The Arizona Diamondbacks have had a busy offseason thus far to say the least. While some of their trades and signings have certainly taken center stage, it's one of their more understated moves that could prove quite valuable.

The D-backs signed veteran infield-outfielder Eric Hinske to a one-year, $1.35 million contract this winter to serve as the team's primary left-handed pinch-hitter off the bench.

Hinske will enter his 12th major league season in 2013 and played the last three years with the Atlanta Braves, where he thrived in a similar role.

The 35-year-old, who resides in North Scottsdale, has fully embraced his role a pinch-hitter and is excited to provide some pop in the late innings for the D-backs.

"It's a mentality you need to have as far as relishing that [pinch-hitting] role," Hinske told Arizona Sports 620's The Hot Stove Show on Monday. "You have to want to be good at it, you have to want to do it and you're not going to get the job done all the time. If you hit .250 as a pinch hitter, you are one of the best in the game."

Hinske has a career .218 average as a pinch-hitter with eight home runs and 36 RBIs. He hit .197 with two home runs and 13 RBI in 132 at-bats with the Braves in 2012.

The veteran credits his former managers for getting him regular at-bats throughout the season, which he feels helped him have more success coming off the bench.

"You're definitely going to be a little more fresh if your manager understands the importance of giving his bench guys a start here and there," Hinske said. "It keeps his starters fresh on the field. I think myself and Eric Chavez will do a good job of just going in there whenever they ask us too and playing whenever our name's in that lineup card."

In Atlanta, he was lauded for the leadership he provided in the clubhouse and was often praised for being a great teammate who took young players under his wing.
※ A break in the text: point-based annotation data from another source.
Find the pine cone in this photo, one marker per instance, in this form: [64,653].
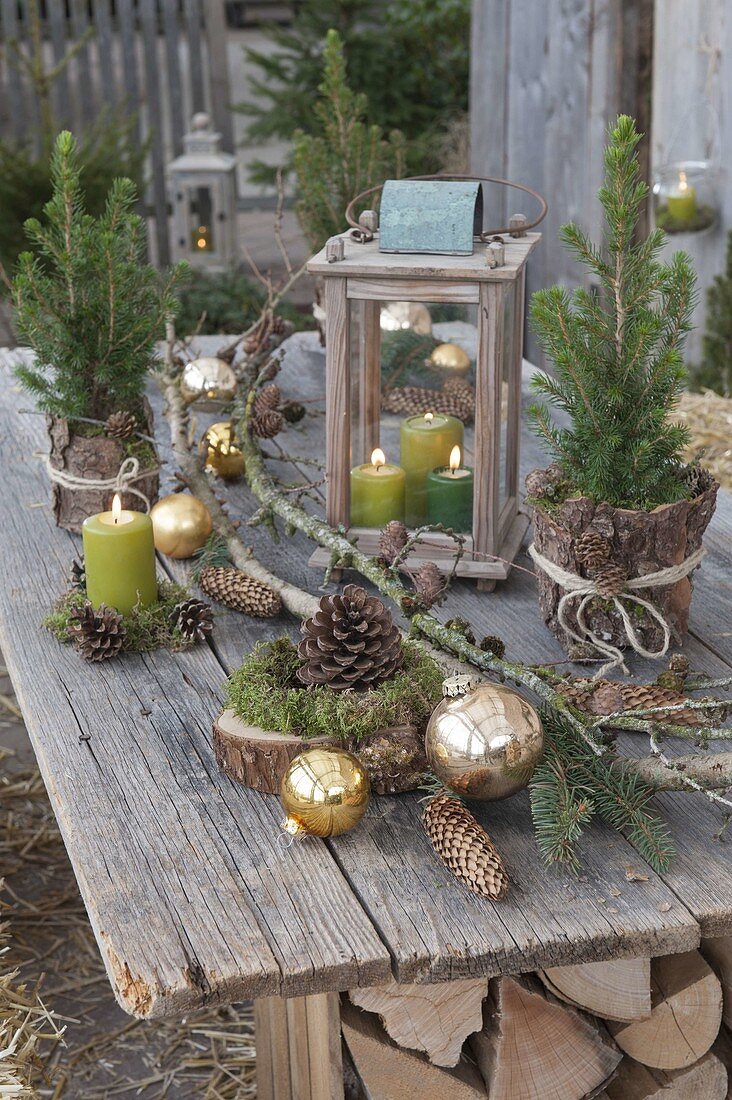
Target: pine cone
[99,634]
[610,580]
[193,618]
[239,591]
[77,576]
[429,584]
[465,847]
[591,550]
[392,540]
[293,411]
[120,425]
[394,759]
[268,424]
[266,399]
[351,641]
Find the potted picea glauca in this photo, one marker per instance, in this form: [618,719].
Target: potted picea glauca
[91,310]
[618,503]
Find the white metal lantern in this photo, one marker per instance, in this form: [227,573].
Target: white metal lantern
[204,188]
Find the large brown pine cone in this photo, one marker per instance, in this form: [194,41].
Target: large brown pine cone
[99,634]
[239,591]
[465,847]
[351,641]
Now in Arizona, Hinske has expressed a desire to work closely with the D-backs' young hitters.

"[Goldschmidt]'s definitely got a bright future, a young stud for sure and I'll do all that I can to help him," Hinske stated. "That's what I feel like I am good at now. I just want to help the young guys come along and keep playing this game as long as they'll let me."
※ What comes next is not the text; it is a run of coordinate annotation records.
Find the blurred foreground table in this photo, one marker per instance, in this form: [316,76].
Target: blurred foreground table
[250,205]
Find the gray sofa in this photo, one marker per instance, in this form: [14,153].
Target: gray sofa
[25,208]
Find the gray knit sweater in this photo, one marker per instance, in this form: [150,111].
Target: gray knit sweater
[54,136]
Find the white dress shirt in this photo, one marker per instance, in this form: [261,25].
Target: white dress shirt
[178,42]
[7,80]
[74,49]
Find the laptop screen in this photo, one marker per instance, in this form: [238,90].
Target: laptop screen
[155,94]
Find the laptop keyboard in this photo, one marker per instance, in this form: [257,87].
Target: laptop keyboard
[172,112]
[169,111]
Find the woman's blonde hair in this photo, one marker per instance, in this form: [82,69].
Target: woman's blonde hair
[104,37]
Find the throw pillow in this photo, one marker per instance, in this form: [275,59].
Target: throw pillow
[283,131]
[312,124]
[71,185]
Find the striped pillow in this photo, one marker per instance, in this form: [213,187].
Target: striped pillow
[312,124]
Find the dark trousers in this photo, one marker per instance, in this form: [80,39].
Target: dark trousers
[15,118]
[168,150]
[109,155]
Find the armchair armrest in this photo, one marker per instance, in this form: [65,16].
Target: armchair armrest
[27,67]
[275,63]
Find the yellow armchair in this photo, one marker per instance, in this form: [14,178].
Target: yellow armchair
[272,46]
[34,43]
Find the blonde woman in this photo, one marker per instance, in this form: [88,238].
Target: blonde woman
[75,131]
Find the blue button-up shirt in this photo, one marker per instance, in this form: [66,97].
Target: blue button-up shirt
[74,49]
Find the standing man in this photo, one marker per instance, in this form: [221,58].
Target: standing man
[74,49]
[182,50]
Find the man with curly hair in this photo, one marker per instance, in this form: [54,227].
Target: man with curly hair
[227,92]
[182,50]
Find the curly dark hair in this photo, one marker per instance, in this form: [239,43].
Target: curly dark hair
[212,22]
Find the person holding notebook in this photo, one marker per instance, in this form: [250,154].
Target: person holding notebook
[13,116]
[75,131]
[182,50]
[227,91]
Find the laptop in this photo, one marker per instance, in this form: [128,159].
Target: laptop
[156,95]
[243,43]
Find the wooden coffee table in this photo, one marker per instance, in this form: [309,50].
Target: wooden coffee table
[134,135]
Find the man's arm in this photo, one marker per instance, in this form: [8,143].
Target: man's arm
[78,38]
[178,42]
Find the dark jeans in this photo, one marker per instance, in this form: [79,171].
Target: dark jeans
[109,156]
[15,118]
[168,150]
Despite enjoying his role mentoring young players, the veteran said he too was still very much the student while with the Braves. Hinske said he learned a tremendous amount about hitting under the watchful eye of former teammate Chipper Jones during his final major league seasons.

"He's probably if not the best, one of the best third basemen to ever play the game and definitely a first ballot Hall of Famer," Hinske said. "It was awesome picking his brain. He taught me a lot about hitting and what he does with his approach at the plate."

Hinske has certainly obtained a wealth of knowledge at the plate over his seasoned career that will undoubtedly help shape the young D-backs' hitters of the future.